So many recent rut reports point out that when the acorn drop hits, most deer will abandon visits to farm fields and food plots to snack on the hard mast. In fact, a big acorn drop can so dramatically affect deer movement that many hunters curse a bumper crop.

But here’s the thing. Deer can be streaky eaters; flocking to one hot food source for a time and gorging themselves. But after awhile—7 to 10 days, in my experience–they start looking around for a break from the single-item menu. And with the abundance of early-fall foods, they rarely have to look hard for another option. Hunters who recognize those feeding alternatives can often capitalize on a buck that’s tired of munching acorns.
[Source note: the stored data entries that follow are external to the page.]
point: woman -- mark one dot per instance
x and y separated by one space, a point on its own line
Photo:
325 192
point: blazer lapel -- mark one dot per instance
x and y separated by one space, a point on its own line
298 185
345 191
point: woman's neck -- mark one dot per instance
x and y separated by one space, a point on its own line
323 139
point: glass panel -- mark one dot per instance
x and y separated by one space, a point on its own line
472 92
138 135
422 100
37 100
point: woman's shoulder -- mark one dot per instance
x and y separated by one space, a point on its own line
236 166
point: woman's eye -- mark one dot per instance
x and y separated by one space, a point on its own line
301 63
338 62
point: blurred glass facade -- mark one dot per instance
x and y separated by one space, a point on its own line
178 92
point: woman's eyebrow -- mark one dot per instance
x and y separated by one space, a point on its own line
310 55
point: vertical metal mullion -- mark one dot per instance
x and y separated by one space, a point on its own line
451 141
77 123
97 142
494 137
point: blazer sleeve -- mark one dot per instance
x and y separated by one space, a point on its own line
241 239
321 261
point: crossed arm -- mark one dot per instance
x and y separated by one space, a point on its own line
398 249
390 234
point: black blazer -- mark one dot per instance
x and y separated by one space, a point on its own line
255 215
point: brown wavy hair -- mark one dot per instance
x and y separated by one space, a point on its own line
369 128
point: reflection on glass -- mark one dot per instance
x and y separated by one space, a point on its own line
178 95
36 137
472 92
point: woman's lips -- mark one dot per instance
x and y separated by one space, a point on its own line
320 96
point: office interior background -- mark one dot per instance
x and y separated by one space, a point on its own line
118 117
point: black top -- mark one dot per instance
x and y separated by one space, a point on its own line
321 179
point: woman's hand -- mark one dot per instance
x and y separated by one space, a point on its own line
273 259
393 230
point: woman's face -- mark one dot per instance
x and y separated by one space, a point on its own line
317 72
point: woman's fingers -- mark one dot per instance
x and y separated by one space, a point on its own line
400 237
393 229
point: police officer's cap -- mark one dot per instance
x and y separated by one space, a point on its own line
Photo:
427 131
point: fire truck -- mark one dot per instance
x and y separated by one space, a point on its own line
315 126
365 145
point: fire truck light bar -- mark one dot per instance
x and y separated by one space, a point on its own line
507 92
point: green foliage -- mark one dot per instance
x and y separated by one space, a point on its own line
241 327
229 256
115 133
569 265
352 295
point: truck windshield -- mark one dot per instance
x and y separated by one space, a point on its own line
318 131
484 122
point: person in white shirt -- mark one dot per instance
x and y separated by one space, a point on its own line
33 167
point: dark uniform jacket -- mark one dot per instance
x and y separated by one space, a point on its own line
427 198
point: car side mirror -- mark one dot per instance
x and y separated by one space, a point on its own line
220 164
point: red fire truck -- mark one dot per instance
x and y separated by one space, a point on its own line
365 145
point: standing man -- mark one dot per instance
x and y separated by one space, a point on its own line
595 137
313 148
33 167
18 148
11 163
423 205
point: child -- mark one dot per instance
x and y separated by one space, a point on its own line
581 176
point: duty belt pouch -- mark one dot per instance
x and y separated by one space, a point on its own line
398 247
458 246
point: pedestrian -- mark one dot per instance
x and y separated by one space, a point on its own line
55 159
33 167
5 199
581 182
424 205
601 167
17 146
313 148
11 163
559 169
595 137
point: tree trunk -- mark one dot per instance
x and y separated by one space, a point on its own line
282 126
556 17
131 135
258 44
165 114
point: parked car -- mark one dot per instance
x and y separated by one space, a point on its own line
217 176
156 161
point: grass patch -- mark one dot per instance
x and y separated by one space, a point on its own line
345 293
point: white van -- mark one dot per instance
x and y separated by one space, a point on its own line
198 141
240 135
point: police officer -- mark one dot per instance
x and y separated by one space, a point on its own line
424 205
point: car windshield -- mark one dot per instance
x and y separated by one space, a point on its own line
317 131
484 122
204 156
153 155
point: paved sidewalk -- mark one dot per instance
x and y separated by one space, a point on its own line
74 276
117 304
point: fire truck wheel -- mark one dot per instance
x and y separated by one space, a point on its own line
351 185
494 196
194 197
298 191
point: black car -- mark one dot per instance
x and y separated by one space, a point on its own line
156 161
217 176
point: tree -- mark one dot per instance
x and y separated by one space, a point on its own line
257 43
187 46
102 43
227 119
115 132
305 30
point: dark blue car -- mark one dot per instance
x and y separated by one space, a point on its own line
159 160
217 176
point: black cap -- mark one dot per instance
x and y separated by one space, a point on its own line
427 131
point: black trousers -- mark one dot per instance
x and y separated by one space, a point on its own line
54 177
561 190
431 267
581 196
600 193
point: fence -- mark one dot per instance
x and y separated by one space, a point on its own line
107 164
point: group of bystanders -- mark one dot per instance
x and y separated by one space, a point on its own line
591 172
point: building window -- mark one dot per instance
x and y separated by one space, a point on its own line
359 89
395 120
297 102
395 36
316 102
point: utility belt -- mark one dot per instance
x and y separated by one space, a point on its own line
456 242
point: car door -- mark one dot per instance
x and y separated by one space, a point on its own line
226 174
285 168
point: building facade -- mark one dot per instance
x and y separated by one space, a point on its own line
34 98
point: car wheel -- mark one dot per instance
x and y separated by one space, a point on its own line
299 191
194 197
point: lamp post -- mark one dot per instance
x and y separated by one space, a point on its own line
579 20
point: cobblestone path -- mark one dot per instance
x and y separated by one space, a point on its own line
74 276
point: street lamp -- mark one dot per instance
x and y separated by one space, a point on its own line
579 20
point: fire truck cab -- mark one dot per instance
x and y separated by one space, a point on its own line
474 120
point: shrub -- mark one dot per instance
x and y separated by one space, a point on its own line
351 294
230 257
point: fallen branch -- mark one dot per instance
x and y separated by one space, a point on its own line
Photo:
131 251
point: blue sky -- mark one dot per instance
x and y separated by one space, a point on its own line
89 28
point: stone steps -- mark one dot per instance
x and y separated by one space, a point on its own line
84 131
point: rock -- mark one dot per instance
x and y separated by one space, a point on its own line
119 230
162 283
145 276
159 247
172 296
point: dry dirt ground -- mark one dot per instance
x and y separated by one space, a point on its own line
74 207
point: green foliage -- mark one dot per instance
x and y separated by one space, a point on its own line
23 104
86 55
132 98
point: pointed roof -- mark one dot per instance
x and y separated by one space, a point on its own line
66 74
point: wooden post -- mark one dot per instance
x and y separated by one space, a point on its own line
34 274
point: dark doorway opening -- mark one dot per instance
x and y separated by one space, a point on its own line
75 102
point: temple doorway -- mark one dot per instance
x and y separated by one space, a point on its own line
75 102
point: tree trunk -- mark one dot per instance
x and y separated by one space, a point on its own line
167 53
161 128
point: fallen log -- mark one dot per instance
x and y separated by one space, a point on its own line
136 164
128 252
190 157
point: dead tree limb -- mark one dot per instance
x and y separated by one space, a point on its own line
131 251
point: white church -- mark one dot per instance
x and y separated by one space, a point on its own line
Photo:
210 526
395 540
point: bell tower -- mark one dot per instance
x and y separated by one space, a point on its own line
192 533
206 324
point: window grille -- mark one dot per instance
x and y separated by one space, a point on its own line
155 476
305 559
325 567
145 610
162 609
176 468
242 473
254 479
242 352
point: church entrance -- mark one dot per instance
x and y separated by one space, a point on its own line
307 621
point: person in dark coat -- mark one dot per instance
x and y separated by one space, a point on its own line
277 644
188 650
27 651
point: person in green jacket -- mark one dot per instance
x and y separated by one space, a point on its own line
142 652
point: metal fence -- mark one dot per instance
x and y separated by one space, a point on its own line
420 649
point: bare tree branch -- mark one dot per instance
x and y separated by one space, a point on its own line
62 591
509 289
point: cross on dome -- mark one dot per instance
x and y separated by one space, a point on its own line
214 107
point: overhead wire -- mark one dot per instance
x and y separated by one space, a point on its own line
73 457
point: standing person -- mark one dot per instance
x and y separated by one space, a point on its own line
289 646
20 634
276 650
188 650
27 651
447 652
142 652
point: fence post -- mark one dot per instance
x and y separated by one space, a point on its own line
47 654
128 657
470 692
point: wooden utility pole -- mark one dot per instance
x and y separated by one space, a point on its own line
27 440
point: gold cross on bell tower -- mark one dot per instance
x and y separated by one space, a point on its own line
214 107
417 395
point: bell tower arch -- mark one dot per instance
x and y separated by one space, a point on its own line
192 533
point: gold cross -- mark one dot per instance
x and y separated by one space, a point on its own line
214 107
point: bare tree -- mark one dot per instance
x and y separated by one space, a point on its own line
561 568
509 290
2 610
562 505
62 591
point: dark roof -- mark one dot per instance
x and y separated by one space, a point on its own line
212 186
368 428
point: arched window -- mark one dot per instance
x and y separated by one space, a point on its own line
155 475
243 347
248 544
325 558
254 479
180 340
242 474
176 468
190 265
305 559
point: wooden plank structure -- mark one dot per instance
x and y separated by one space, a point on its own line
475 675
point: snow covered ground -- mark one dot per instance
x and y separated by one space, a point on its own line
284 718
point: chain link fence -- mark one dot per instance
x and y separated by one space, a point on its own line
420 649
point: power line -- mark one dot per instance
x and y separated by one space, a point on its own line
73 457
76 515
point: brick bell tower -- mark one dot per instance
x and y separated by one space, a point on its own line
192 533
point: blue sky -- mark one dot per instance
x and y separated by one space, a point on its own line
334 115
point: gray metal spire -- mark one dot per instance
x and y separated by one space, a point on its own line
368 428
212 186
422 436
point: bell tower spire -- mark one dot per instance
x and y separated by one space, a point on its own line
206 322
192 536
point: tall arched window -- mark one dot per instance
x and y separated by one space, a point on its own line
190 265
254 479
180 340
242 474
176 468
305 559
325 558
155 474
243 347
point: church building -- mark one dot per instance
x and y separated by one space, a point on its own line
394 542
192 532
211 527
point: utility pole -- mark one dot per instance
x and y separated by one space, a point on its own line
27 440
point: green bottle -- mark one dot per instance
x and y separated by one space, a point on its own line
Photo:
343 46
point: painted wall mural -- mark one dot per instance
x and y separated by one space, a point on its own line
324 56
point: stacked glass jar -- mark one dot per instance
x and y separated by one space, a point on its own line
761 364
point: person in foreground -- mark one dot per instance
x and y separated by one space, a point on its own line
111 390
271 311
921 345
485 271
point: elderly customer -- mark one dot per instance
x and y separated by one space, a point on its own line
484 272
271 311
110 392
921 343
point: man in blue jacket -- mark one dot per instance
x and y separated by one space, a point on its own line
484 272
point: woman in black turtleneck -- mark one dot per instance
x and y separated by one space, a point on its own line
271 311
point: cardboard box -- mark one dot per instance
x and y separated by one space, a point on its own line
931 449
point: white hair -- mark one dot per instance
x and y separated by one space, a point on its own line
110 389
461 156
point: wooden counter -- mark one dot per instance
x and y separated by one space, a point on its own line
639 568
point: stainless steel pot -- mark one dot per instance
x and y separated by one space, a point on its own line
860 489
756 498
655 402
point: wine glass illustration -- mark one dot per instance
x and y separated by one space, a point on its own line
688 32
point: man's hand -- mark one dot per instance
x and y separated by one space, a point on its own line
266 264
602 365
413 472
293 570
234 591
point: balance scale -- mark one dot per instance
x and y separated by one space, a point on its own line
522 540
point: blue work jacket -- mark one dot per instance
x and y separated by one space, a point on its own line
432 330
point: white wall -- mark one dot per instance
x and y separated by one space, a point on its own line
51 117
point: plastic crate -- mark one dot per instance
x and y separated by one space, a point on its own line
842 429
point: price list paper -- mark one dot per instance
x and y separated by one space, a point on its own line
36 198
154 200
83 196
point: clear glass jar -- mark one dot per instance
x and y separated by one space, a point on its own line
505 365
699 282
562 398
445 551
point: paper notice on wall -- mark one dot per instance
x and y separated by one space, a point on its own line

That’s exactly what Alan Mote did on the Minnesota archery opener last week. Trail cams, combined with some midday scouting, proved that while daytime buck visits to a secluded food plot had definitely dropped off from summer highs, there was enough activity to merit a sit. The buck pictured above—a huge-bodied 10-point—showed up a full hour before sunset. Alan made good on the 22-yard shot, and the early-season trophy piled up within 80 yards.

Naturally, acorns are a tremendous draw and can alter buck patterns enough to throw a huge curve in our hunting plans. But as this hunt proved, at least some deer (thankfully) enjoy variety in their diet!